Based on new measurements of the thickness of its snowdrifts, Saturn’s own rounding winter wonderland, Enceladus, is in the middle of a relative dry spell.
Estimates based on the dimensions of a group of depressions known as tectonic pit chains suggest that in certain places the deposits of ice debris dropping from polar geysers might be as much as 700 meters (aproximatelly 2,300 feet) deep, something current eruptions can’t account for.
The results might suggest the iced moon had much more active moments before, based on research by Emily Martin, first author as well as bodily scientist at the National Space and Air Museum.
Although just 500 kilometers (just more than 300 miles) in diamter, Enceladus may be the sparkling jewel in Saturn’s frozen crown. The moon is not just surrounded by a very reflective layer of ice, but it is also home to a deep, liquid ocean of salty water, which is simply begging to be explored for signs of life.
Because of a regular tug-of-war between Saturn as well as the more distant moon Dione, the frozen shell of Enceladus is frequently massaged by tidal forces to the point that fractures in the thinner areas of the crust are created by the moon’s south pole.
Pressurized solid water pushes its way in to these splits in which it expands and vaporizes prior to exploding in the near vacuum into a supersonic blizzard of snap-frozen particles.
Part of this frozen marine spray goes into orbit around Saturn and also contributes to its brilliant rings. Heavyly loaded particles drop back onto the surface of the moon, creating drifts of what planetary scientists classify as a type of regolith.
In 2017, US scientists published high-res pictures from the Cassini mission, describing what they argued had been geological formations known as pit chains, on the surface area of Enceladus.
These crater-like structures may develop on other planets, like the planet earth, when surface material sinks abruptly into a gap, like lava tubes or karst caves.
By ruling a cause of impacts along with a number of various other geological activities, planetary scientists determined the elliptical and circular pits, some of up to some kilometer across, were created as fractures of the crust beneath unfastened drifts of regolith which were extended as well as widened.

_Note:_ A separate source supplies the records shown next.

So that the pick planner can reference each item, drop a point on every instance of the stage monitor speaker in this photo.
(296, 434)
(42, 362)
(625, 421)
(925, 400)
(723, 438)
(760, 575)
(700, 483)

Furthermore, the width as well as depth of the pits themselves could tell scientists something about the characteristics as well as formation of the regolith which crumbles into them, like an estimated thickness.
Applyed to the craters on Enceladus, the formulae found thicknesses of ice averaging about 250 meters, with several depths adding up to approximately 700 meters.
Considering the speed at which plumes of icy ocean water might provide an adequate quantity of ice, one way Enceladus might lay down sufficient snowfall during the past several billion years of the moon’s likely existence would be in case the drifts were as porous and fluffy as you possibly can.
It’s much more likely the snow consists of a mix of porosities and densities, which would suggest the snowfall rate had been a lot higher in the past.
This implies that at some time the geysers may have been favorably roaring and there were extra plumes spewing frozen water vapor in Enceladus ‘history. If not each.
For upcoming landing probes on the moon, it will be essential to determine exactly how fluffy and thick the dusting of ice on the moon is at vital places.
Nevertheless, knowing better exactly how cryovolcanic activity has developed on Enceladus provides us with unique insights into among the Solar System’s most intriguing bodies.
This research was published in Icarus.